How does a kid from the streets of Detroit end up becoming a world-renowned neurosurgeon? Education? Opportunity? In his autobiography, Gifted Hands, Ben Carson points to something else, recounting, “my mother…was the earliest, strongest, and most impacting force in my life.” Armed with only a third-grade education and her faith in God, this single mom single-handedly inspired, encouraged, and challenged her sons. Her dedication yielded amazing results: Ben Carson became a renowned neurosurgeon and his brother Curtis, an aeronautical engineer.
As parents and teachers, we can learn a lot from Sonya Carson. She wasn’t a theologian, yet she inspired her children with faith. She didn’t have means, yet she encouraged her children with affirmation. She wasn’t a scholar, yet she challenged her children to learn. As the apostle Paul writes in I Corinthians 3:4-5, “Such is the confidence that we have through Christ toward God. Not that we are sufficient in ourselves to claim anything as coming from us, but our sufficiency is from God.”
This season let’s view speech and debate, not as an activity to be accomplished, but as a relationship to be built. Let’s model faith, speak life, invest time, and invite conversation. Let’s recognize that God has a plan and a purpose for each one of our children, and let’s join Him in what He is doing!
Practical ways to build relationship with your child through speech and debate:
- Learn with them. (Attend the Online Summit and Online Intensive or other teaching opportunities. Ask great questions to invite conversation.)
- Help them set goals and milestones. (What do they hope to gain this year? Confidence? Skills? Friendships?)
- Read the rules and ballots together. (Both provide great ideas for writing and delivering speeches.)
- Check in at least once a week. (What is going well? What barriers have kept them from reaching their goals? How can you help them to overcome these barriers?)

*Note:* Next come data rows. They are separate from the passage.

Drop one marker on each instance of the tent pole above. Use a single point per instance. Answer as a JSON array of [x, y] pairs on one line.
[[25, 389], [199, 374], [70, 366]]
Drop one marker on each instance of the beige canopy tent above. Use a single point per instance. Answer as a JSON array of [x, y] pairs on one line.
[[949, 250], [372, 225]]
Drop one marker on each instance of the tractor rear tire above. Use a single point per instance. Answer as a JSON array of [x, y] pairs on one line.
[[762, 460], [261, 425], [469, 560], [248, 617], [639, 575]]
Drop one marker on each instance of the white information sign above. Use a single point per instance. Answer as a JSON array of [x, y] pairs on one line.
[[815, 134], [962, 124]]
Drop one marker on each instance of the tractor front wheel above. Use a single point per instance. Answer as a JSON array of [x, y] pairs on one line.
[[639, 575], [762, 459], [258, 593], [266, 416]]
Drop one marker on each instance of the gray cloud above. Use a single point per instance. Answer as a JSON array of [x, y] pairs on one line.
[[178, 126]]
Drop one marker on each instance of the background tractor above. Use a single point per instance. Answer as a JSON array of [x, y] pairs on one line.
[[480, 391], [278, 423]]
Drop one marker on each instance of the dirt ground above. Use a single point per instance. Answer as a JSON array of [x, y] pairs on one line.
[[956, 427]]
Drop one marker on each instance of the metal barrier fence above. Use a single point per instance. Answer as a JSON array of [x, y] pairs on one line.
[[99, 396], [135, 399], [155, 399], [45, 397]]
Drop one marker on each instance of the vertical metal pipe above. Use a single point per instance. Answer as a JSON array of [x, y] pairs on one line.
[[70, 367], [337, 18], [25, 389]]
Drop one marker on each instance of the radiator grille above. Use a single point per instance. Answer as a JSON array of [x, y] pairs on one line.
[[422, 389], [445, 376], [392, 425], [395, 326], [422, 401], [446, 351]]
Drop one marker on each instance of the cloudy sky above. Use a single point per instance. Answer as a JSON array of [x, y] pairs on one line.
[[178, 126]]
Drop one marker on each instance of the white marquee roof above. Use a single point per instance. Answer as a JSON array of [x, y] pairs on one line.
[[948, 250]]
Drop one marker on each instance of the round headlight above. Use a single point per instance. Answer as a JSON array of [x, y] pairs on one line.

- Set limits. (Remember, more is not always better. Sometimes it’s just more. We often have to help our children to say no to “the good” so they can say yes to “the best.”)
- Get involved in a local club. (Community and accountability help us to stay the course.)
- Celebrate progress, not just medals. (Help your children learn to celebrate THEIR successes: reaching milestones, trying new things, persevering.)